The Vulnerability Assessment also allows you to save a "baseline", meaning you can come back later and compare what has changed. This kind of security configuration management can be a useful tool in protecting your data and will help evidence what you have done to guard against data leaks.
At this point you have reduced your attack surface as much as practicable; everything is locked up tight and no-one can get in. Except, there is always a way and the GDPR requires you to "need to establish technological and organisation measures to ensure that breaches are identified quickly".
In order to do that you need to turn to auditing, monitoring and alerting. There are many great tools for this, but if you are using or thinking about using Azure, have a look at Log Analytics – it has some very powerful features. Azure are moving all their logging in to Log Analytics and you will soon be able to centralise all logs, including all Azure infrastructure logs as well as all your own trace logs in one place and set up alerts etc.
Audit data access
Make sure that you audit all database access.
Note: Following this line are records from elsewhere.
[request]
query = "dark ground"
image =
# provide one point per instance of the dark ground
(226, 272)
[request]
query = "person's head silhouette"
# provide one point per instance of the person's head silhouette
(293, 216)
Consider setting up alerts if anyone or anything other than the application accesses the database or if queries are run that download more than a certain number of records.
Monitor for attack patterns
There are many kinds of "soft" attacks that may not directly trigger any alerts by external tools because they are more application specific, but an increase in them may indicate that an attack is underway. It is a good idea to set up alerts to notify you when the incidence of these over a time period is higher than usual. The exact things to look for will be application specific, but here are a few ideas to get you started;
- Failed logins; If you see a sudden increase in the number of failed logins to your application per time period then this could indicate that someone is trying to bruteforce the system.
- A sudden increase in general traffic could be a warning that something is wrong.
- An increase in 403 and/or 404 responses could indicate a few different potential attacks;
- Someone is probing your system to find unsecured URLs.
- A legitimate user may access data it shouldn't see, by enumerating the ID in a URL such as https://mystem.com/accounts/123
If you use SQL Azure, you should switch on Threat Detection; It's a machine-learning tool that will detect both known attack patterns (such as SQL Injection or brute force attacks) and also unusual activity that deviates from the baseline, such as logging in from an unusual location.
Erasure and deletion
The GDPR has clear rules on the need to delete data you no longer need and on individuals' rights to tell you to delete their data. There is no exemption from those rules. However, there are times when this is not technically practicable, including but not limited to;
- Temporal tables
- Log files
- Audit files
Unfortunately, there is no answer to this at the time of this writing. Hopefully some sensible guidelines will come out of the ICO eventually on this. In the meantime, at least try to do the best you can and document what you can't do so you can show you tried your best to comply.